“‘It is finished’; and he bowed his head and handed over his spirit.”
On Good Friday, the entire Church fixes her gaze on the Cross at Calvary. Each member of the Church tries to understand at what cost Christ has won our redemption. In the solemn ceremonies of Good Friday, in the Adoration of the Cross, in the chanting of the 'Reproaches', in the reading of the Passion, and in receiving the pre-consecrated Host, we unite ourselves to our Savior, and we contemplate our own death to sin in the Death of our Lord.
The Church - stripped of its ornaments, the altar bare, and with the door of the empty tabernacle standing open - is as if in mourning. In the fourth century the Apostolic Constitutions described this day as a 'day of mourning, not a day of festive joy,' and this day was called the 'Pasch (passage) of the Crucifixion.'
The liturgical observance of this day of Christ's suffering, crucifixion and death evidently has been in existence from the earliest days of the Church. No Mass is celebrated on this day, but the service of Good Friday is called the Mass of the Presanctified because Communion (in the species of bread) which had already been consecrated on Holy Thursday is given to the people.

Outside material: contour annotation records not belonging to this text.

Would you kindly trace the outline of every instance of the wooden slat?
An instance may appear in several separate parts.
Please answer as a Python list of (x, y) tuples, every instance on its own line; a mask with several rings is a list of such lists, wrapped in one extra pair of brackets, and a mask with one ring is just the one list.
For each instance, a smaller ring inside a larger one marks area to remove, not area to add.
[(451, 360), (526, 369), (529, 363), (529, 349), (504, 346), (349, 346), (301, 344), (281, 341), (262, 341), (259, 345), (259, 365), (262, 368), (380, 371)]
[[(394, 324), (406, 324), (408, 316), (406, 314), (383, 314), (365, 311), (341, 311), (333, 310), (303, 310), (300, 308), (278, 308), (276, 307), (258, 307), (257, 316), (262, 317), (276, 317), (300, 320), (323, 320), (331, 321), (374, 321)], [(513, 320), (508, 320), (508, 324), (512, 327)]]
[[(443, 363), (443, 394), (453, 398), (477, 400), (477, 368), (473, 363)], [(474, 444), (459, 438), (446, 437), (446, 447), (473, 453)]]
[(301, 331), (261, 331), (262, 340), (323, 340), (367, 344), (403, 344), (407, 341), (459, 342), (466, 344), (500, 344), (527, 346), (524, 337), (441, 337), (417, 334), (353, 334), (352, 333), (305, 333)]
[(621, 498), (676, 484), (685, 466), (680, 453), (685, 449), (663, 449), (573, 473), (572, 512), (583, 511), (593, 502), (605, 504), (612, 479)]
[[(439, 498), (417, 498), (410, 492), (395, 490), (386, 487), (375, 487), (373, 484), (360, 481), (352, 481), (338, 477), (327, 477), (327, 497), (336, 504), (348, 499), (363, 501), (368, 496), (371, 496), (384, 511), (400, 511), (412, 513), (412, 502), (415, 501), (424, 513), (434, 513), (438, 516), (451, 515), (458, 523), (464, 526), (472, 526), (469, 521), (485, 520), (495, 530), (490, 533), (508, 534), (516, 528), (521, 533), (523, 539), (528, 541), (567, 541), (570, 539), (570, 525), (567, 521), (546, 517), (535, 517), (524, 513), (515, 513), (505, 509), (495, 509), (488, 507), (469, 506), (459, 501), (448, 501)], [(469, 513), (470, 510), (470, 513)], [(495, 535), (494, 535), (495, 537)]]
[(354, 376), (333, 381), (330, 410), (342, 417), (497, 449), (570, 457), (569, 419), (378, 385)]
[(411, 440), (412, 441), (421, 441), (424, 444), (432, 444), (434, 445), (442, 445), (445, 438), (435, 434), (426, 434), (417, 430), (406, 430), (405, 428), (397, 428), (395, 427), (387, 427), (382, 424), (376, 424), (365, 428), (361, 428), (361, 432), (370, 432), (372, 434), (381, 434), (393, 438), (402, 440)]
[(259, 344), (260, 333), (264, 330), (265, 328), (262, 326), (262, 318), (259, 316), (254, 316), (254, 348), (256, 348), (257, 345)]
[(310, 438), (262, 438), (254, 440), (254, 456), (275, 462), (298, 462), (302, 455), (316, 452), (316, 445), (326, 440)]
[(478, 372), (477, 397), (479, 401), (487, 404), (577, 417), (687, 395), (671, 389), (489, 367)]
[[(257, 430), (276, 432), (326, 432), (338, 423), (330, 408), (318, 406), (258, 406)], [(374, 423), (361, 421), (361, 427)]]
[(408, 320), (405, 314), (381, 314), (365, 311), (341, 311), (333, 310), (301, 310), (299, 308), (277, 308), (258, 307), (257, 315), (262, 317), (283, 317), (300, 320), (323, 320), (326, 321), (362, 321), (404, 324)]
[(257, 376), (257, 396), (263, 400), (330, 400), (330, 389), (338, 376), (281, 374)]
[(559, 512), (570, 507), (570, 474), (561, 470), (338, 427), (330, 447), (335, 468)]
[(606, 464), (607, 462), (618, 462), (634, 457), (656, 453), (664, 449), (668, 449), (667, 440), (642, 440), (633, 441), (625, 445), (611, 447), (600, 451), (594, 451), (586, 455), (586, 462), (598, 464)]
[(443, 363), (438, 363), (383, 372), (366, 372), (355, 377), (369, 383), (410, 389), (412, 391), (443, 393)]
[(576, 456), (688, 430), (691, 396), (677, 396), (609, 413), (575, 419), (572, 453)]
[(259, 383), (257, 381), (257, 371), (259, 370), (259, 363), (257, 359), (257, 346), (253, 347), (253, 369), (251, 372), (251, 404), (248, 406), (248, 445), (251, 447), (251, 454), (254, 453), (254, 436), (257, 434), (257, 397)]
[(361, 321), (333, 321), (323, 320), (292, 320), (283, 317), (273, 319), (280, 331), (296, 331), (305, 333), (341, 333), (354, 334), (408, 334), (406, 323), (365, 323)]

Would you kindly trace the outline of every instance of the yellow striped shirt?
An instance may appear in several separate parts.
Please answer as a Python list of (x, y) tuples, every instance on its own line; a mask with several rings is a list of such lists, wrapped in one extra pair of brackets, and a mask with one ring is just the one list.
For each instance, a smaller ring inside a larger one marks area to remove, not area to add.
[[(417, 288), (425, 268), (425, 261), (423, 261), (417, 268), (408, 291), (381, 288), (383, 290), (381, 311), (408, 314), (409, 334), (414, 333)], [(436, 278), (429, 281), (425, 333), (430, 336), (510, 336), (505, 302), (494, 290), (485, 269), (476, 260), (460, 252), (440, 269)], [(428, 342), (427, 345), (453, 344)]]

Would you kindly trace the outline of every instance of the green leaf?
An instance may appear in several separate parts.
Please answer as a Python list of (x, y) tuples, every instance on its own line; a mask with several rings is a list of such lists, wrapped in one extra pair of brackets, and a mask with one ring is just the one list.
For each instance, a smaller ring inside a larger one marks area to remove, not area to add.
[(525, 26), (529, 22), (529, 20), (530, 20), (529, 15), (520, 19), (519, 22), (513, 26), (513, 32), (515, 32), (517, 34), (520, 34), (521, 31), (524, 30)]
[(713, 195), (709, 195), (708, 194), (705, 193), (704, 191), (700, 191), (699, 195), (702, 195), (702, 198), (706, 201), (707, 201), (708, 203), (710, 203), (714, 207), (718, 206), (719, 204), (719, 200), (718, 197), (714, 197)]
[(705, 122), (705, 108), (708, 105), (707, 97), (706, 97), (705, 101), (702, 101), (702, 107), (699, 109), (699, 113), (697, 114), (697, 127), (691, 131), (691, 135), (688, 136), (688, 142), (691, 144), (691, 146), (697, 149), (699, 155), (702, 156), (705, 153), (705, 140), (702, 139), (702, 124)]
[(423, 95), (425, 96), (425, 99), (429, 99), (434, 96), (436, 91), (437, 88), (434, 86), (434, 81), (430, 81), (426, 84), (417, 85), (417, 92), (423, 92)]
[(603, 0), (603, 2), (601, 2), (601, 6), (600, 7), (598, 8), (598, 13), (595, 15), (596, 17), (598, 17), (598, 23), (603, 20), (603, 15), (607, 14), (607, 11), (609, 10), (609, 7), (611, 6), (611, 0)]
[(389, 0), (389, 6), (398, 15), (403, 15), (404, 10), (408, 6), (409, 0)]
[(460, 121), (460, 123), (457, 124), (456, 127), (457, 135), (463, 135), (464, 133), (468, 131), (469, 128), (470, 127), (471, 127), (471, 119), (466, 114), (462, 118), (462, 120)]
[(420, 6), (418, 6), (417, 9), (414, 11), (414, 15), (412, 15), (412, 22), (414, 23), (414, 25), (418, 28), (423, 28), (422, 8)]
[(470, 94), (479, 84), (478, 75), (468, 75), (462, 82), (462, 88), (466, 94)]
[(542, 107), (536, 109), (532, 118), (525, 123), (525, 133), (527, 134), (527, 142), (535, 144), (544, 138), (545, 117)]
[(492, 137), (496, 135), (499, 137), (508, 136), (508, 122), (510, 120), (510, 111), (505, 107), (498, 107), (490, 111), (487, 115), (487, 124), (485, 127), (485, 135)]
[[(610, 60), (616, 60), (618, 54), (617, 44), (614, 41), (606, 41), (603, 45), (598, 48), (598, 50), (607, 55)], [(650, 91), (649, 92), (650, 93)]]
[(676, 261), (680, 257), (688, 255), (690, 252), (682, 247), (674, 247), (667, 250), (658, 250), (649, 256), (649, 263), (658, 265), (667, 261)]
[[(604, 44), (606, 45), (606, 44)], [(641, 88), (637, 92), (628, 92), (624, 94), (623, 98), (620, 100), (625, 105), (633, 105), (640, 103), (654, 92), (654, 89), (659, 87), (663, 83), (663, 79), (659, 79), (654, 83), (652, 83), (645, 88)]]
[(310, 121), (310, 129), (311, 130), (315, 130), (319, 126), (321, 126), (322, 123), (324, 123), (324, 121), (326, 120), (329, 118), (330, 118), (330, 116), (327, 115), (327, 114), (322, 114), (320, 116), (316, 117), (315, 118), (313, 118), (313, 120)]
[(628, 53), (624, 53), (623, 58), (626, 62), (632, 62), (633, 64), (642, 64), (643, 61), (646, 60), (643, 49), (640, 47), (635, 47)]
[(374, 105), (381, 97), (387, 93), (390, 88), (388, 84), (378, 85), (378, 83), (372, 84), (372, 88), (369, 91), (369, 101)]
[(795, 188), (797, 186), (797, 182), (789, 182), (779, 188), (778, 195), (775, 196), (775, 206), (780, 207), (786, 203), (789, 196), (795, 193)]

Traditionally, the organ is silent from Holy Thursday until the Alleluia at the Easter Vigil, as are all bells or other instruments, the only music during this period being unaccompanied chant.
The omission of the prayer of consecration deepens our sense of loss because Mass throughout the year reminds us of the Lord's triumph over death, the source of our joy and blessing. The desolate quality of the rites of this day reminds us of Christ's humiliation and suffering during his Passion. We can see that the parts of the Good Friday service correspond to the divisions of Mass:
- Liturgy of the Word - reading of the Passion.
- Intercessory prayers for the Church and the entire world, Christian and non-Christian.